The Bindarrabi burn was empowering. I burnt that area on behalf of my ancestor women of the Richmond River and Granny Eva Combo, and on behalf of Millie Boyd, for the Boyd family, at Boyd country out there. And when I got there more women were there and, you know, the signs come, the eagle come. And it was just the right time, the right place. And the right moment. It was a moment in time that changed me and made me feel more confident about what I was doing. And it meant that the non-Indigenous people were open to that conversation. And as Indigenous people, First Nations people, we need to be leading. We need to come together and lead.

The fire didn’t go around First Nations people
It didn’t go around white people
It took us all out as one

People felt quite healed by clearing that land. At first I thought it was just an unblocking of Indigenous people. Because the Fire Spirit is in us. It’s just lost. But that happens to white people too, they feel a deep connection with Mother Earth at that point. Then they look back and they go, ‘Gee, that’s going to regenerate really well.’ 

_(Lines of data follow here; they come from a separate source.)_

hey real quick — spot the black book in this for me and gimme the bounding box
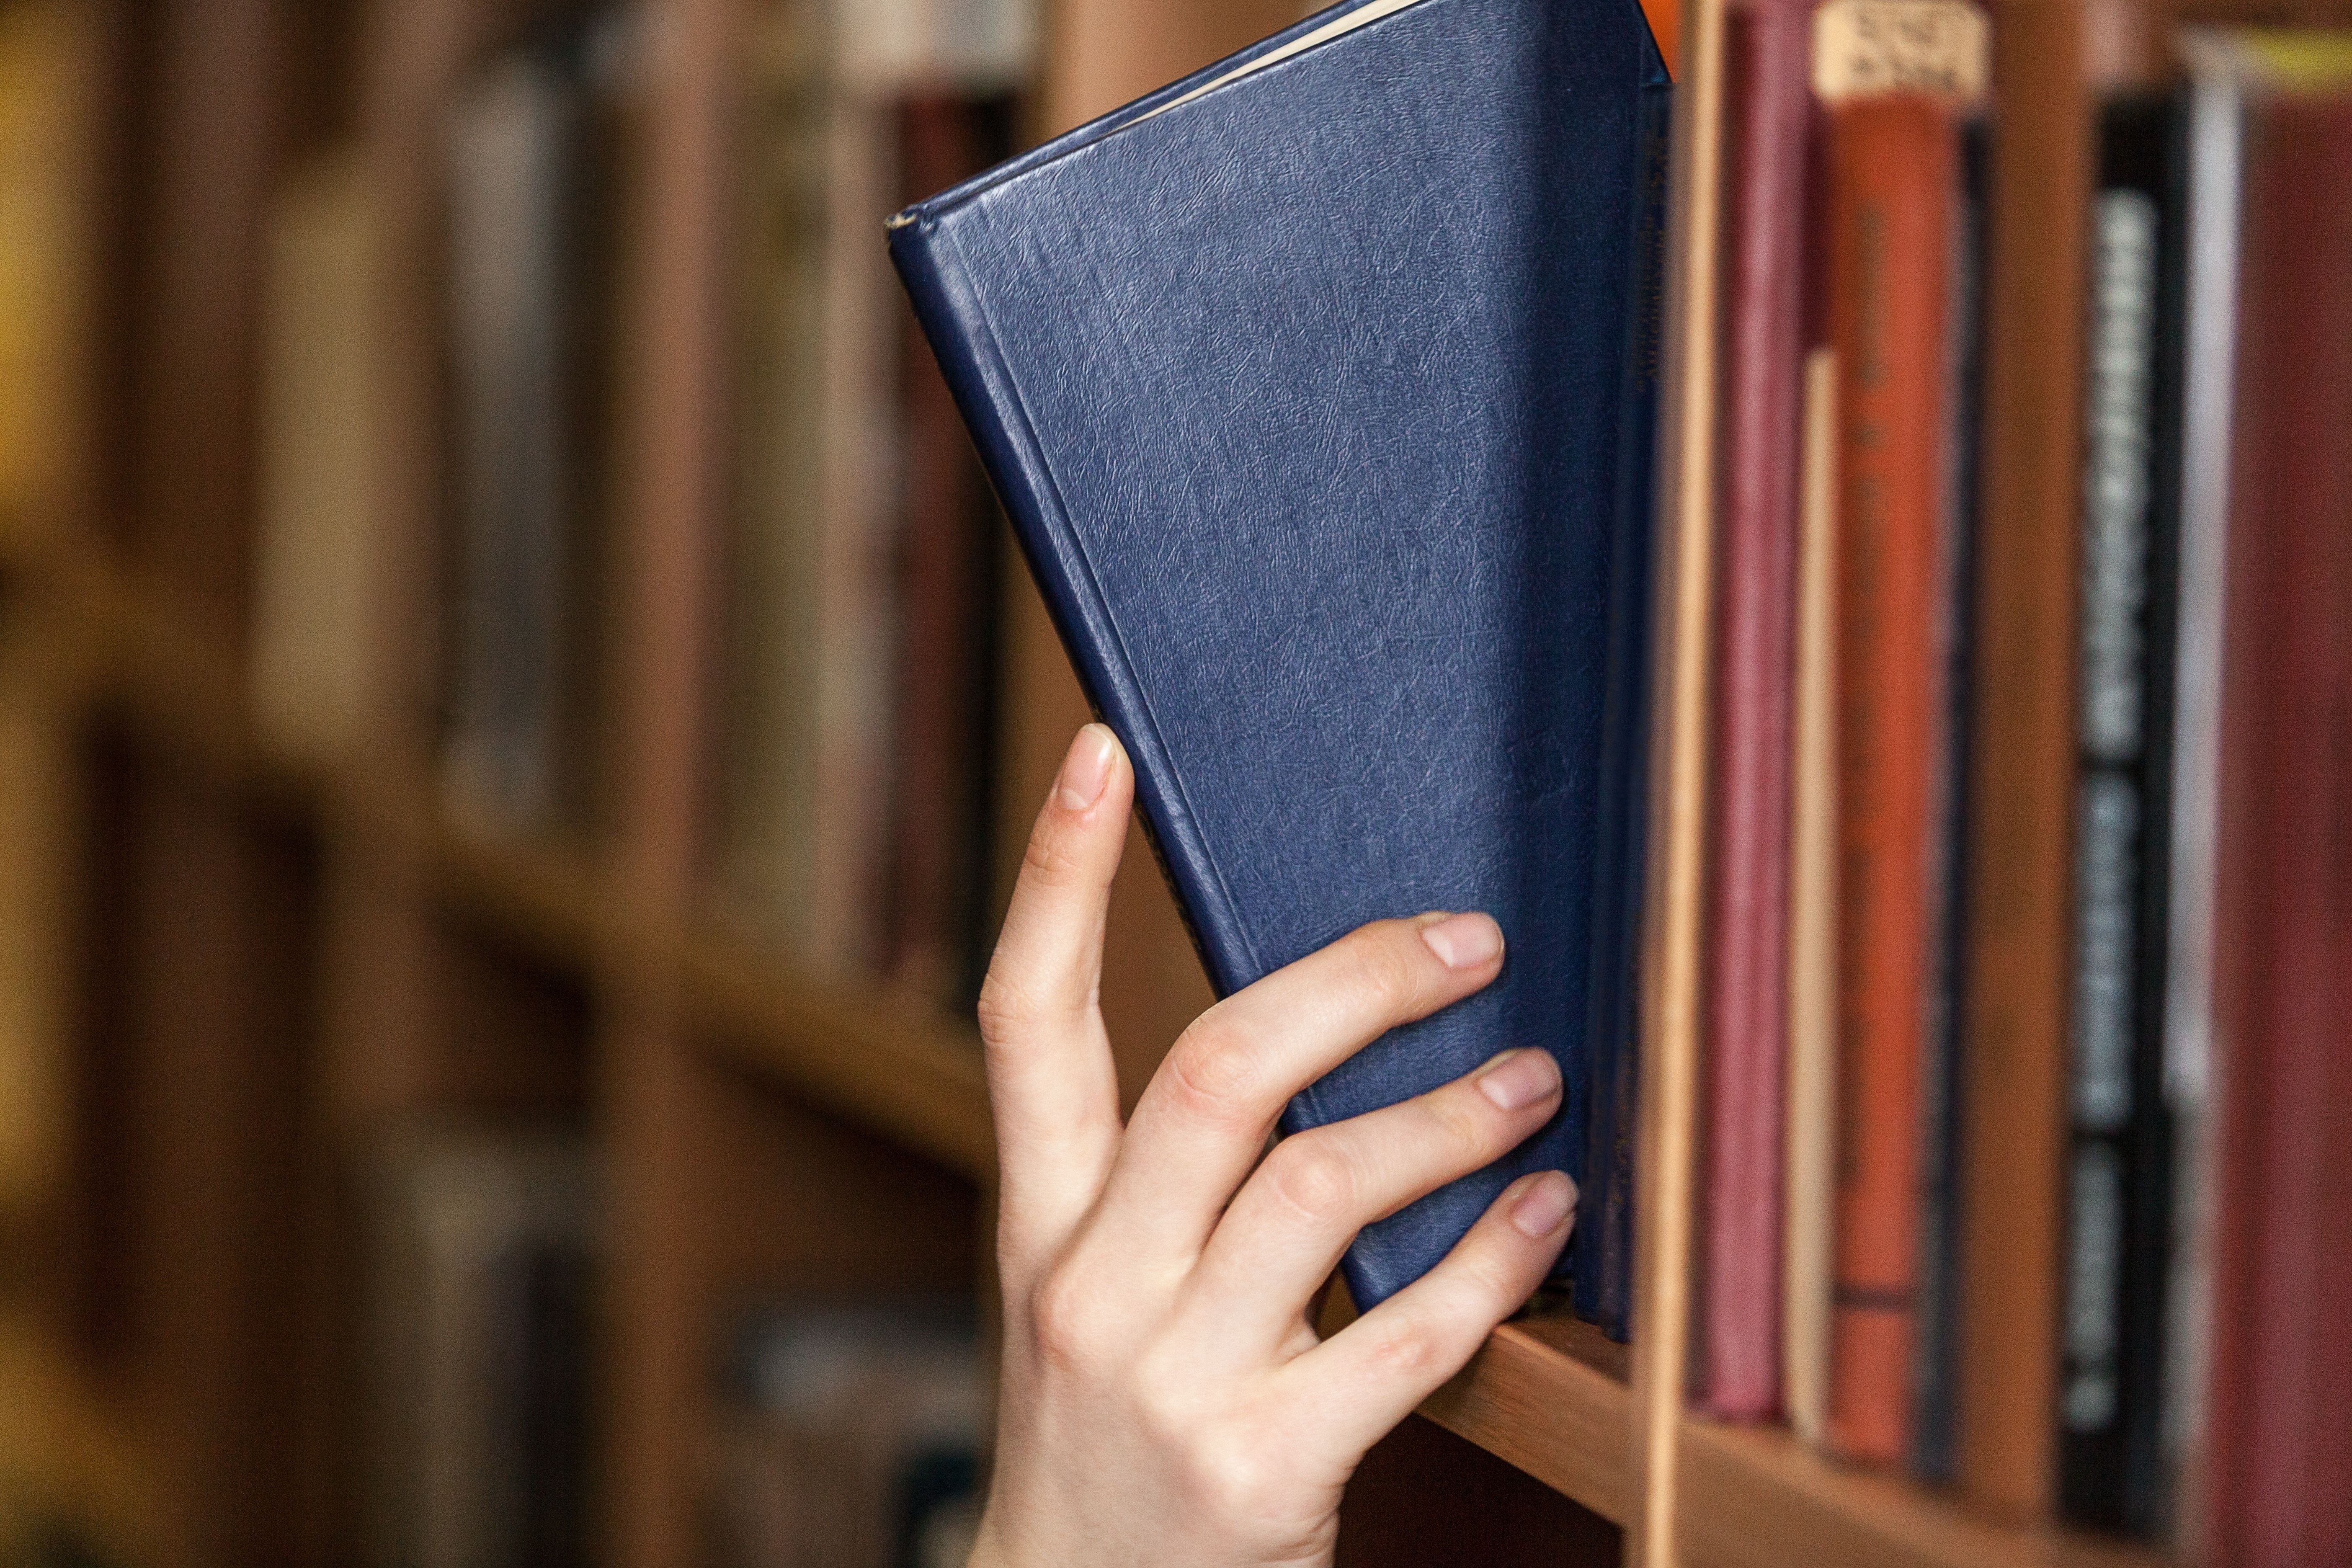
[1911,115,1989,1487]
[2055,90,2187,1537]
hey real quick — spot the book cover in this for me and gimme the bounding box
[251,150,379,768]
[1694,0,1812,1420]
[2156,35,2248,1549]
[359,1130,598,1568]
[2191,35,2352,1566]
[441,18,632,841]
[2055,89,2185,1538]
[1953,0,2092,1516]
[711,1305,984,1568]
[892,0,1670,1305]
[1910,109,1985,1487]
[1575,60,1674,1345]
[1820,69,1967,1466]
[1782,332,1839,1447]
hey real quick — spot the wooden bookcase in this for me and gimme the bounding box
[5,0,2197,1564]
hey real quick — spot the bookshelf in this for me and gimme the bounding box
[9,0,2315,1563]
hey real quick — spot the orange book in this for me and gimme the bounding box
[1823,89,1960,1466]
[1954,0,2091,1517]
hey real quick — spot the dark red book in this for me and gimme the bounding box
[1694,0,1811,1424]
[1823,89,1961,1468]
[2197,70,2352,1568]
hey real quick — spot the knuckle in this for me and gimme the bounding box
[1263,1137,1359,1227]
[1184,1426,1288,1525]
[1347,927,1425,1015]
[1424,1086,1502,1165]
[973,971,1029,1052]
[1361,1316,1448,1380]
[1162,1017,1265,1127]
[1027,1264,1106,1375]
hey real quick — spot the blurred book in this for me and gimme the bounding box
[250,147,381,768]
[0,0,88,554]
[0,0,84,1230]
[358,1128,597,1568]
[713,0,1033,987]
[441,13,641,840]
[707,1303,984,1568]
[0,680,68,1228]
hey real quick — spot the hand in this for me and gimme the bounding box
[968,724,1577,1568]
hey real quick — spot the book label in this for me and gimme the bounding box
[1812,0,1987,105]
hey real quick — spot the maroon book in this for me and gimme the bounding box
[1694,0,1811,1423]
[2199,85,2352,1568]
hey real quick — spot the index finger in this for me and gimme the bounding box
[977,725,1132,1278]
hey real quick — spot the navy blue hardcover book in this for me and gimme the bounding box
[888,0,1670,1308]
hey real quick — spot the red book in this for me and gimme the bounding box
[1823,90,1959,1467]
[1694,0,1812,1423]
[2198,79,2352,1568]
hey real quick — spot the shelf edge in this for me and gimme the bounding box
[1417,1317,1635,1526]
[1676,1418,2166,1568]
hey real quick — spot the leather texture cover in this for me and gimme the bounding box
[890,0,1669,1306]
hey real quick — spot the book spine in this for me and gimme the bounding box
[2195,84,2352,1568]
[1824,90,1958,1467]
[2156,47,2245,1550]
[2055,92,2185,1539]
[1782,329,1839,1446]
[443,54,582,836]
[1576,75,1674,1343]
[1952,0,2092,1516]
[889,214,1264,1003]
[1910,112,1986,1488]
[1695,0,1810,1420]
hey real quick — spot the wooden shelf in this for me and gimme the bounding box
[1675,1419,2164,1568]
[32,538,2184,1568]
[1421,1312,1634,1526]
[26,542,995,1179]
[681,934,995,1183]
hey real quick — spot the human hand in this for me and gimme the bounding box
[968,724,1577,1568]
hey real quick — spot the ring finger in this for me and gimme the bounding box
[1177,1047,1563,1354]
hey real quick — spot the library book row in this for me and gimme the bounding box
[356,1125,982,1568]
[1662,0,2349,1559]
[250,0,1036,1018]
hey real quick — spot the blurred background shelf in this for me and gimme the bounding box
[0,0,2293,1562]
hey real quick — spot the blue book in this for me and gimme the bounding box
[889,0,1670,1309]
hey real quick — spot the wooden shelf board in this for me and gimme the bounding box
[410,806,604,975]
[1418,1311,1634,1526]
[1676,1418,2164,1568]
[680,934,996,1184]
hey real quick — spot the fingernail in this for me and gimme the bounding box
[1420,911,1503,970]
[1056,724,1117,811]
[1510,1172,1576,1239]
[1478,1048,1560,1112]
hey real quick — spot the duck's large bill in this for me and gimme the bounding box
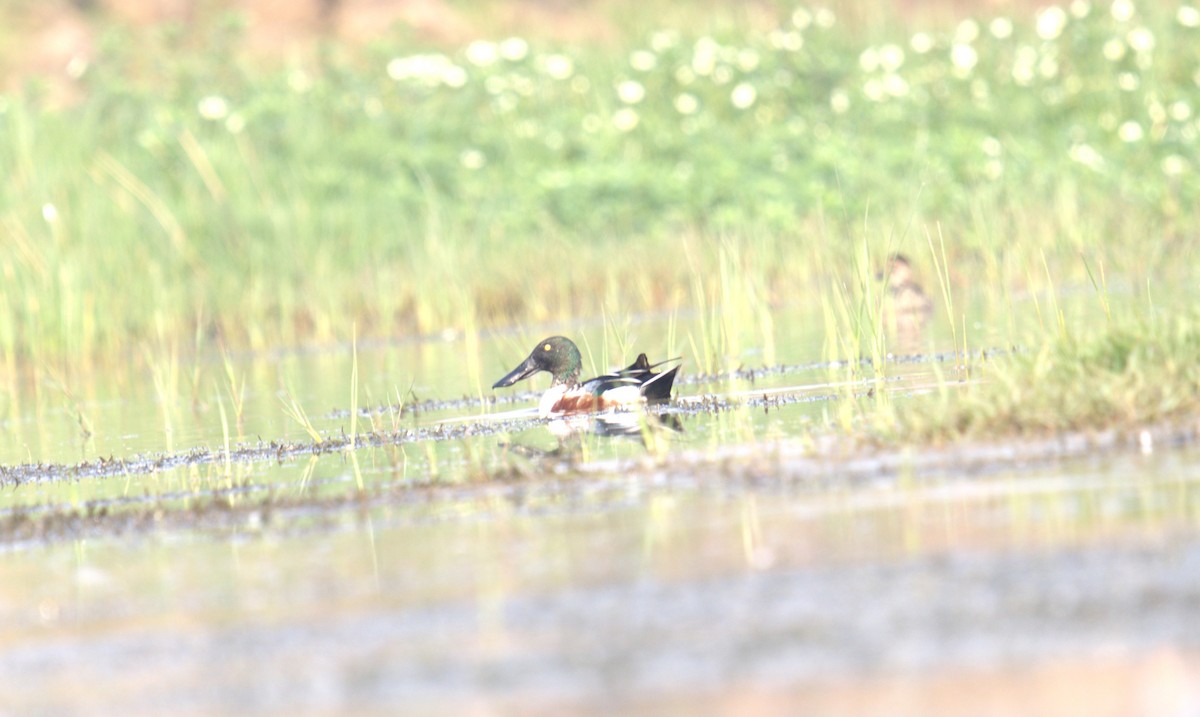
[492,354,541,388]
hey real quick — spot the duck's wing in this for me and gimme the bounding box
[580,373,641,395]
[584,356,683,400]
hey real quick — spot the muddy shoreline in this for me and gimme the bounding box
[3,414,1198,548]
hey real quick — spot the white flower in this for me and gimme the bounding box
[1036,6,1068,40]
[859,47,879,73]
[830,89,850,113]
[617,79,646,104]
[951,44,979,74]
[459,148,486,170]
[736,49,760,72]
[493,94,517,113]
[878,44,905,71]
[692,37,719,76]
[1069,143,1104,169]
[791,7,812,29]
[387,54,466,87]
[288,70,312,93]
[1039,55,1060,78]
[1118,120,1144,141]
[1070,0,1091,17]
[1127,27,1155,53]
[613,107,639,131]
[863,78,884,102]
[1012,46,1038,84]
[42,203,58,223]
[814,8,836,28]
[630,50,657,72]
[1179,5,1200,27]
[1117,72,1139,91]
[910,32,934,54]
[769,30,803,51]
[731,82,757,109]
[651,30,678,53]
[674,93,699,115]
[542,54,574,80]
[1169,100,1192,121]
[1103,38,1127,61]
[66,56,88,79]
[387,58,410,79]
[466,41,499,67]
[441,65,467,88]
[882,73,909,97]
[197,95,229,120]
[989,17,1013,39]
[499,37,529,61]
[1111,0,1135,22]
[1161,155,1187,175]
[954,19,980,44]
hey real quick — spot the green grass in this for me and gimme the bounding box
[883,308,1200,440]
[0,1,1198,365]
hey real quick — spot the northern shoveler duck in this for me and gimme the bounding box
[492,336,680,417]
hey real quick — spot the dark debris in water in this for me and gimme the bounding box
[330,349,1006,418]
[0,371,954,490]
[0,417,544,488]
[4,416,1200,550]
[676,348,1004,385]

At the end of the day, the fire didn’t go around the First Nations people, it didn’t go around the white people. It took us all out as one. So we’re one voice. And that’s part of the dream for me for the future is that we all come together as landholders and non-Indigenous people and have the conversation. How do we protect these areas? How do we protect our threatened species? 

There’s a big move towards resilience and recovery, but will we recover by the time the next one hits us? And that’s the question every time we hear the rain, or every time we smell the smoke, we wonder what’s going to happen, you know – the town’s packed with people panic-buying, and we’ve just had an overnight shower. 

My hope for the future is that we are one voice for living Earth, that the jobs are created for our future generations, that the youth lead the world, that everyone takes the time to listen to country, that what is old is new again, that we can gel our techniques together which will lead the next generation into a safe and prosperous future. 

So let the cool burning technique yarn continue. Boogelbah. Thank you.